4. I rejoiced greatly that I found of thy children [some of the number of thy children] walking in truth, as we have received a commandment from the Father.
5. And now I beseech thee, lady [I beseech thee, Kyria! 2John 1:5 and 2John 1:6 carry with them irresistible evidence of coming from the heart and pen of St. John], not as though I wrote a new commandment unto thee, but that which we had from the beginning, that we love one another.
6. And this is love, that we walk after his commandments. This is the commandment, That, as ye have heard from the beginning, ye should walk in it.
7. For many deceivers are entered into the world, who confess not that Jesus Christ is come in the flesh. [The incarnation is here viewed as a present living principle.] This is a deceiver and an antichrist.

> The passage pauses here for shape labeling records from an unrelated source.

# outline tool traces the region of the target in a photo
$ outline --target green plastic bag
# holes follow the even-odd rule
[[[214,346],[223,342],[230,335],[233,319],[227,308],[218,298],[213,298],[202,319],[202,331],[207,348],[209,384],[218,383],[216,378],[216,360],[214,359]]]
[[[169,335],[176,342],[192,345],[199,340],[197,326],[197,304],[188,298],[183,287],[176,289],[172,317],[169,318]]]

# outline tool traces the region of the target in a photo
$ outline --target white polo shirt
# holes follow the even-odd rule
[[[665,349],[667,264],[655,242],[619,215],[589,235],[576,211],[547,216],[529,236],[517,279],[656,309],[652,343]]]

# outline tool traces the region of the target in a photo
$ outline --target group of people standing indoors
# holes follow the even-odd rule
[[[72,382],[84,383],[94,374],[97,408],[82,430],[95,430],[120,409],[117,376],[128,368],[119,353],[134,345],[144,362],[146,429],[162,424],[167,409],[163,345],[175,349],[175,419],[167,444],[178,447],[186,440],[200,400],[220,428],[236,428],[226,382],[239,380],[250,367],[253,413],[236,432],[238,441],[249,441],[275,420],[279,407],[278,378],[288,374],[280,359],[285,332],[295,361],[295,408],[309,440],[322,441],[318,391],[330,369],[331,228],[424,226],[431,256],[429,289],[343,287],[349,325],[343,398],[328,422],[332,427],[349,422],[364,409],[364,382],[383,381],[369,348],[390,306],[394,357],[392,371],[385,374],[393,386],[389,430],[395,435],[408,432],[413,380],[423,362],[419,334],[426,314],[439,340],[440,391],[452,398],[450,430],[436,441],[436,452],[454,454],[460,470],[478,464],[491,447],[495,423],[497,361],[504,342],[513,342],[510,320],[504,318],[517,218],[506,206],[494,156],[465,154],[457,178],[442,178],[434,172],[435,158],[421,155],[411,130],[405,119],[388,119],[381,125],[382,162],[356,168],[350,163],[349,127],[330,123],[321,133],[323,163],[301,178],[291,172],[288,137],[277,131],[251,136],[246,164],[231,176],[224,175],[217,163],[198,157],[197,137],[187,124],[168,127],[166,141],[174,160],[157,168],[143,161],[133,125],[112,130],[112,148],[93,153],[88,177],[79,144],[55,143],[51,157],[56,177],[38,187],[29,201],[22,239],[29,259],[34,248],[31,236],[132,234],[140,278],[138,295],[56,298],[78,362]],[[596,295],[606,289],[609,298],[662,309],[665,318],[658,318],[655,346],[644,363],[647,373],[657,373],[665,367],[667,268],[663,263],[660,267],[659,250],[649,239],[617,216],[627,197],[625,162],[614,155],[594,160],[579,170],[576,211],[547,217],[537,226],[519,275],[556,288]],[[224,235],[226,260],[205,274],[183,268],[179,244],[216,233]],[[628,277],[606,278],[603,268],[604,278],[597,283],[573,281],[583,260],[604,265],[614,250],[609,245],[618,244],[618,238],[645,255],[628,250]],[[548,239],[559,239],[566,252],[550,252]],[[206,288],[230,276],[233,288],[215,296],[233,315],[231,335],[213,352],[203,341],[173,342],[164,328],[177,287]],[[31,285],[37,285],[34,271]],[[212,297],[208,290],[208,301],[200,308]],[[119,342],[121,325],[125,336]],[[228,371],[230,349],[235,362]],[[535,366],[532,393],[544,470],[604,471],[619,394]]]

8. Look to yourselves [the emphatic to yourselves implies St. John's absence very strongly. Cf. Philippians 2:12] that we lose not those things which we have wrought, but that we receive a full reward.
9. Whosoever transgresseth, and abideth not in the doctrine of Christ, hath not God. He that abideth in the doctrine of Christ, he hath both the Father and the Son.
10. If there come any unto you, and bring not this doctrine, receive him not into your house, neither bid him God speed [and good speed him not The liturgical practice of repeating "the Lord be with you" after the Creed, as "a symbol and bond of peace" has been traced to this verse]:
12. Having many things to write unto you, I would not write with paper and ink: but I trust [hope] to come unto you, and speak face to face [lit. "mouth to mouth," Cf. Galatians 4:19-20] that our joy may be full.
13. The children of thy elect sister greet thee. Amen.
Note.—The annotations in this and in the following chapter are taken from The Speaker's Commentary. (London: John Murray.) Strongly recommended as a guide in verbal criticism.